I take this to heart because I frequently wonder if this blog is “one restless effort to convince [myself or perhaps readers of my] virtuousness”!

I grew up in a Christian milieu that defined JOY as J.O.Y.—Jesus, Others, You, in that order. “The wisdom of the desert,” Henri writes, “is that the confrontation with our own frightening nothingness forces us to surrender ourselves totally and unconditionally to the Lord Jesus Christ.” I put a question mark beside this assertion, too.

I guess that surrender was the idea behind sitting with Henri very early one morning in his first improvised chapel at Daybreak (the L’Arche community of Toronto) silently contemplating the Host for an hour.  Henri fidgeted continually, undoubtedly wrestling with what he called his “banana tree of monkeys.”

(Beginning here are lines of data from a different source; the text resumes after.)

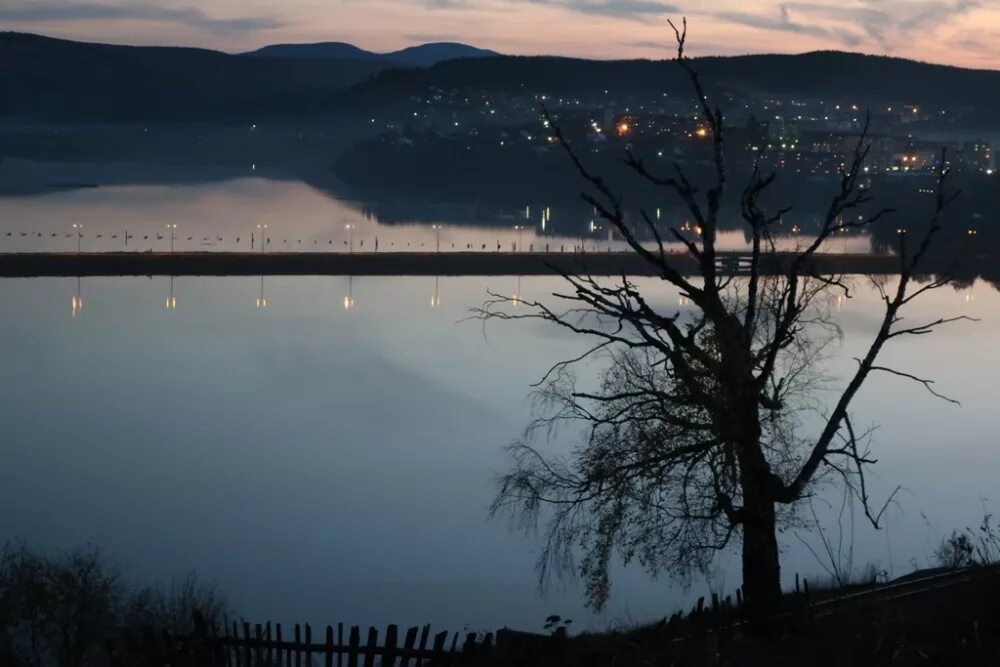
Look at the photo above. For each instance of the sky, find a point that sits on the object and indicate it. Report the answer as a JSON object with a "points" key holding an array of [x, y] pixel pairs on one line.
{"points": [[958, 32]]}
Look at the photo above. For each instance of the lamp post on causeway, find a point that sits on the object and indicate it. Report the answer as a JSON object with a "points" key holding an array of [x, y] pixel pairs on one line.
{"points": [[350, 233], [263, 231], [79, 235], [171, 229], [437, 237]]}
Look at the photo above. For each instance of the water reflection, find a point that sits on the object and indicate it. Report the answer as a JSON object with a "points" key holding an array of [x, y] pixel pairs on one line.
{"points": [[251, 214], [246, 464], [76, 302], [436, 297]]}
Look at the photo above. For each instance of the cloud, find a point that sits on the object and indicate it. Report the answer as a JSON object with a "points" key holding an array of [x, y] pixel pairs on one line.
{"points": [[430, 38], [782, 22], [625, 9], [935, 13], [647, 44], [191, 16]]}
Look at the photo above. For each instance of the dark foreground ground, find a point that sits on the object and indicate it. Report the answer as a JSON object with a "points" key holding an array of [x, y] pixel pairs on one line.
{"points": [[407, 263], [949, 618]]}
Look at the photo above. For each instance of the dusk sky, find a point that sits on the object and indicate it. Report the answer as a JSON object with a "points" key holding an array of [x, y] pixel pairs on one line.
{"points": [[961, 32]]}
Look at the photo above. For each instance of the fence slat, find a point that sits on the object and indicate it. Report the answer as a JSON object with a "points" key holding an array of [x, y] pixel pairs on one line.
{"points": [[389, 655], [424, 635], [277, 638], [340, 642], [352, 656], [269, 650], [247, 656], [298, 644], [371, 648], [408, 642]]}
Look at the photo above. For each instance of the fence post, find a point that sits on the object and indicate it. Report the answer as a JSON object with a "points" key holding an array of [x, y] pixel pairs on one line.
{"points": [[371, 648], [352, 656], [389, 655], [247, 655], [298, 645], [408, 642], [438, 656], [269, 649], [278, 648], [340, 643]]}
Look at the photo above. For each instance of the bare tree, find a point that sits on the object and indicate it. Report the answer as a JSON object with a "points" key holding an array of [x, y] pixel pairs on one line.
{"points": [[693, 438]]}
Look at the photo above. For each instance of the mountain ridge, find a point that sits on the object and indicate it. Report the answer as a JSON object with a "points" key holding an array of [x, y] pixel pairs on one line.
{"points": [[421, 55]]}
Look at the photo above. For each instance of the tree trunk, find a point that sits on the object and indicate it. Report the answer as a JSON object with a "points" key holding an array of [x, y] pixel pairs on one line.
{"points": [[761, 566]]}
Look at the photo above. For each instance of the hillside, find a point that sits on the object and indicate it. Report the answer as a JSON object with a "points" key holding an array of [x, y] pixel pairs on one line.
{"points": [[44, 78], [417, 56], [832, 74]]}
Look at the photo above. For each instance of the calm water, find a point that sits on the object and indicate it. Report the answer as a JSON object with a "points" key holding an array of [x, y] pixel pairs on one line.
{"points": [[324, 447], [232, 212]]}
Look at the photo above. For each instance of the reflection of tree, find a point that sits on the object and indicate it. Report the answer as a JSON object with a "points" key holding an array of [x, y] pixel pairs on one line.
{"points": [[693, 438]]}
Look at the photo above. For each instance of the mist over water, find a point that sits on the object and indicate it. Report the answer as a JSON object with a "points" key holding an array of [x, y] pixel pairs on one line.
{"points": [[324, 447]]}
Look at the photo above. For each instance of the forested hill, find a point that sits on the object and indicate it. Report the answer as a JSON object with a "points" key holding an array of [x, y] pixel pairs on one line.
{"points": [[833, 74], [50, 79], [422, 55], [43, 78]]}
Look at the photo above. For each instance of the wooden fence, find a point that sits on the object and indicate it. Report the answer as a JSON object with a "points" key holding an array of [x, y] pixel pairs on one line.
{"points": [[268, 645]]}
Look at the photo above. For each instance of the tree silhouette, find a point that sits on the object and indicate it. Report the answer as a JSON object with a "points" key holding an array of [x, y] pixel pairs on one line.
{"points": [[693, 438]]}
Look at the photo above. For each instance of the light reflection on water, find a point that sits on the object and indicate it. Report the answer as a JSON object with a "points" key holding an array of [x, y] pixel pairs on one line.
{"points": [[324, 446], [262, 215]]}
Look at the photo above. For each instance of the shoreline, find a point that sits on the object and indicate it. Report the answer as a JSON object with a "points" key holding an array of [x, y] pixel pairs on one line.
{"points": [[27, 265]]}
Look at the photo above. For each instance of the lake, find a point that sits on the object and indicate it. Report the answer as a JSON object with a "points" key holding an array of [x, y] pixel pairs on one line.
{"points": [[324, 447]]}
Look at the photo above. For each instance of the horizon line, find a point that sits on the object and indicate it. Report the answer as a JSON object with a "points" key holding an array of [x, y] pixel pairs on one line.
{"points": [[509, 55]]}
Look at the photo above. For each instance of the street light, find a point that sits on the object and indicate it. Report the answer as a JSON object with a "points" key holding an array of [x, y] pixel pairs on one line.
{"points": [[349, 299], [436, 298], [79, 235], [171, 228], [263, 231], [437, 237], [76, 303], [261, 300], [171, 303]]}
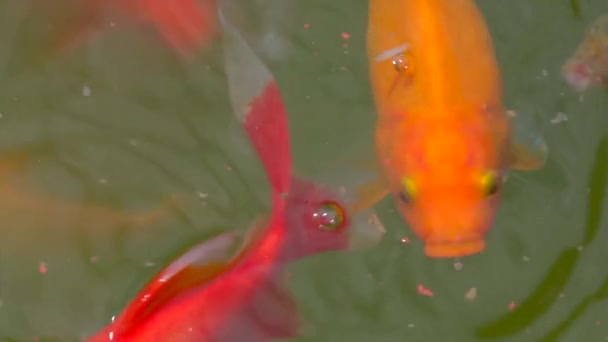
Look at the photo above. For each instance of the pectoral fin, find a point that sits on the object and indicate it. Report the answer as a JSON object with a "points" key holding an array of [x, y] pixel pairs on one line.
{"points": [[528, 150], [271, 314], [194, 268], [524, 158], [368, 194]]}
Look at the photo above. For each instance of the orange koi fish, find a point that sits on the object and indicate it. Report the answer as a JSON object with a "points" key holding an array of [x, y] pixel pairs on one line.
{"points": [[20, 203], [588, 66], [443, 137], [207, 295], [185, 25]]}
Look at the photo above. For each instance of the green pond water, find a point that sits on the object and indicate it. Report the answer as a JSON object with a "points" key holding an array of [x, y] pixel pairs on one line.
{"points": [[121, 123]]}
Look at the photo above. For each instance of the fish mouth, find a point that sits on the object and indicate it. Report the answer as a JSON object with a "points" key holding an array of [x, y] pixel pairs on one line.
{"points": [[365, 233], [452, 249]]}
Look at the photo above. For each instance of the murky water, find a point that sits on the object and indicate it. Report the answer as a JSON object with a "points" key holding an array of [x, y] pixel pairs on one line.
{"points": [[122, 125]]}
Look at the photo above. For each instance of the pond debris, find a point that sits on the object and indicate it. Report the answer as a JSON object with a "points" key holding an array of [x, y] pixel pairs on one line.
{"points": [[471, 294], [423, 291], [588, 65], [559, 117], [42, 267], [86, 91]]}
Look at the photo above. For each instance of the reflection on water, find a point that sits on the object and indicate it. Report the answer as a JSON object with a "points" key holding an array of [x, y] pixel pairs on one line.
{"points": [[126, 111]]}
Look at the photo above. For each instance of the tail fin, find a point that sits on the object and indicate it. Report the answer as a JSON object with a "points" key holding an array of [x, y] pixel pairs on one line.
{"points": [[257, 103]]}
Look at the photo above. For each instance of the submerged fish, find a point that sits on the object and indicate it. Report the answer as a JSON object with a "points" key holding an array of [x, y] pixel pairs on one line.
{"points": [[186, 25], [443, 138], [588, 66], [214, 294], [22, 204]]}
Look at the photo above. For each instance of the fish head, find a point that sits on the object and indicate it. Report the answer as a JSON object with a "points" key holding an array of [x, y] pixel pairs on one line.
{"points": [[446, 177], [318, 220]]}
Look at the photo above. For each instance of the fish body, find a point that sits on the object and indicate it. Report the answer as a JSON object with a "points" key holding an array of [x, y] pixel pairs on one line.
{"points": [[185, 25], [443, 137], [205, 295]]}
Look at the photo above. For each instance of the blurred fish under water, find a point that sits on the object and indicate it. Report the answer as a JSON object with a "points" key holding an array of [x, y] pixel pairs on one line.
{"points": [[21, 202], [588, 65], [443, 138], [185, 25], [230, 289]]}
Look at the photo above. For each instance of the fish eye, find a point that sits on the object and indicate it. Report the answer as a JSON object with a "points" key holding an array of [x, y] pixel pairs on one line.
{"points": [[490, 183], [402, 62], [329, 216], [408, 193]]}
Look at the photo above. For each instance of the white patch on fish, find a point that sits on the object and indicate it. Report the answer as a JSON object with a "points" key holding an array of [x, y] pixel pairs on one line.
{"points": [[390, 53]]}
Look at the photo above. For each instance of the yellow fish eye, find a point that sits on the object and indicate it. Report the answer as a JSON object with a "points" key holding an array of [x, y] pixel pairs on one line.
{"points": [[490, 183], [409, 191]]}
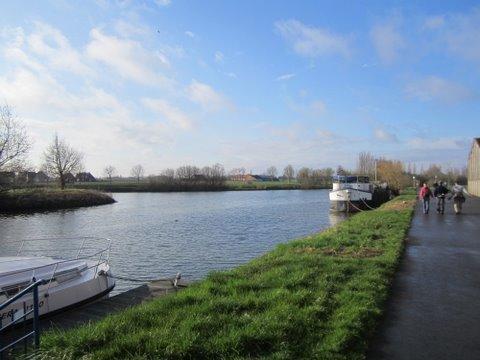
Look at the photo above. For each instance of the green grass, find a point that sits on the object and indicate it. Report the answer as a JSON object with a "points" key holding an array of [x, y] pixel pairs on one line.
{"points": [[47, 198], [145, 186], [319, 297]]}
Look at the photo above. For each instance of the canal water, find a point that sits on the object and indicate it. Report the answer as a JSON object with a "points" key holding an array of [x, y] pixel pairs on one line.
{"points": [[156, 235]]}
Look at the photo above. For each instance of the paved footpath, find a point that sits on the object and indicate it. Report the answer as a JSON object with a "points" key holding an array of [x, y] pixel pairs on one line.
{"points": [[434, 308]]}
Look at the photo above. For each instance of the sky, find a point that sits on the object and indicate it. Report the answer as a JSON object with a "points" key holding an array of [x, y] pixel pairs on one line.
{"points": [[244, 83]]}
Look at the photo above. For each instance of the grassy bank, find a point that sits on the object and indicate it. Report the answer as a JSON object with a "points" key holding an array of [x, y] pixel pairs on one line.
{"points": [[24, 200], [145, 186], [318, 297]]}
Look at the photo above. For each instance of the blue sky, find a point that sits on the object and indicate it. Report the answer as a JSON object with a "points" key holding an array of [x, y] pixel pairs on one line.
{"points": [[246, 83]]}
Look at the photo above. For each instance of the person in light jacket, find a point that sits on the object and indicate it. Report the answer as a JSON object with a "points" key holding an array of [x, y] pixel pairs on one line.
{"points": [[425, 194], [440, 193], [458, 195]]}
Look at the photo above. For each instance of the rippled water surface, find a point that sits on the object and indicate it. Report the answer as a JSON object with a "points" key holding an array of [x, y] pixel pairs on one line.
{"points": [[159, 234]]}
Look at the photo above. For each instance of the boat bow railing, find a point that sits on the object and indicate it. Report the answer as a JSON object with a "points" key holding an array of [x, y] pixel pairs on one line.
{"points": [[95, 249], [35, 333]]}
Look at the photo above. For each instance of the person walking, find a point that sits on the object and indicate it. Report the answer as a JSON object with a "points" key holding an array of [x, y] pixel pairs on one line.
{"points": [[458, 195], [425, 195], [440, 193]]}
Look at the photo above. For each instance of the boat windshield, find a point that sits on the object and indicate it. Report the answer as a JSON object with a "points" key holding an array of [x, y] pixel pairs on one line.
{"points": [[350, 179]]}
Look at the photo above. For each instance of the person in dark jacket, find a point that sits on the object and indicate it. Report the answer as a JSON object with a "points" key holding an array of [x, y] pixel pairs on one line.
{"points": [[440, 193], [425, 195]]}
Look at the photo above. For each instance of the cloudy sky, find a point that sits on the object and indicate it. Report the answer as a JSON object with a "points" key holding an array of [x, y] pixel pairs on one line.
{"points": [[244, 83]]}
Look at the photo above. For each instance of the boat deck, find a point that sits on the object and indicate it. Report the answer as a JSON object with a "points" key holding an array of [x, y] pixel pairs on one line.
{"points": [[97, 310]]}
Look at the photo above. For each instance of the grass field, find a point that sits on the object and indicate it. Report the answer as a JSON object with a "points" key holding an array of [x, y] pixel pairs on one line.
{"points": [[145, 186], [319, 297], [34, 199]]}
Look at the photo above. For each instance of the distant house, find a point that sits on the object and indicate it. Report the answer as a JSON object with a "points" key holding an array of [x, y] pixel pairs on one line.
{"points": [[25, 177], [85, 177], [69, 178], [473, 168]]}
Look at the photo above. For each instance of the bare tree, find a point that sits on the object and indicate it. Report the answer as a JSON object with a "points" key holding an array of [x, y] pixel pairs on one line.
{"points": [[110, 171], [14, 142], [137, 172], [61, 159], [289, 172], [272, 171]]}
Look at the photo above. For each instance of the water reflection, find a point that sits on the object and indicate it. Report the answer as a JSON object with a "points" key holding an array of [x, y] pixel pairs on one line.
{"points": [[159, 234]]}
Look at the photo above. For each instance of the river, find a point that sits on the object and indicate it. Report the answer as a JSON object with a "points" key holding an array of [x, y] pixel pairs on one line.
{"points": [[156, 235]]}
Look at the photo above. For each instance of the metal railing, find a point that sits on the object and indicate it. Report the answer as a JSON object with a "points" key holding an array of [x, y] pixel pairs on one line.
{"points": [[35, 333], [97, 256]]}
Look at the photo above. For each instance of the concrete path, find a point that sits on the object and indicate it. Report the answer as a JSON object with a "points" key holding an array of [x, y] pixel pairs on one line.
{"points": [[434, 308]]}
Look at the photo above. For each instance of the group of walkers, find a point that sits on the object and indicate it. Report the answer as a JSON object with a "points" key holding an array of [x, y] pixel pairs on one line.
{"points": [[441, 192]]}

I sat, for the most part, still, but found little meaning in the exercise. Have me contemplate a scriptural phrase or story, or a work of art or icon, even a window with a view of nature, and the silence would have been more spiritually fulfilling. Simple adoration of a transubstantiated wafer within the glass heart of a cross was not in my Protestant bag of tricks!

But giving myself to Jesus Christ was. That’s what I thought I was doing at the tender of age of six or seven when I went forward at an altar call. But that meant following Jesus, not losing myself in Jesus. I do believe Christ “lives in us”—for me, the meaning of the Resurrection—but Chris, not Christ, is my true self.

When I served on my seminary’s worship committee more than forty years ago, I disagreed with those members from “higher” church traditions who believed a worship leader should serve only as a kind of “invisible window” to God or Jesus or the Kingdom. This concept might have suited me well: I am grateful that my parents intentionally gave me the name Christopher, because it means “Christ-bearer,” and that my last name, Glaser, comes from a German ancestor who must’ve been a glassmaker.

But at the time, I pointed out to the committee members that Yahweh was the God of Abraham and Sarah, Moses and his sister Miriam, Jesus and his mother Mary, and that their particular personalities gave very personal faces to the Almighty and God’s Commonwealth.

No doubt my view was influenced by my Baptist upbringing, with much emphasis on personal testimonies, including those of our occasional evangelists or the even rarer visits to one of the late Billy Graham’s “Crusades” in my hometown of Los Angeles.

Twice on this blog I’ve quoted the Hasidic Rabbi Zusya, “In the life to come, they will not ask me, ‘Why were you not Moses?’ They will ask me, ‘Why were you not Zusya?’”

In his book, Reaching Out, Nouwen suggests, “The great saints of the past don’t ask for imitation. Their way was unique and cannot be repeated. But they invite us into their lives and offer a hospitable space for our own search.”

I feel much the same way about Jesus. What Jesus wants, I believe, is for each of us to manifest God’s glory in our own unique way. We can be members of the Body of Christ, his spiritual community, and still be and become ourselves.

In the life to come, they will not ask me, “Why were you not Christ?” They will ask me, “Why were you not Chris?”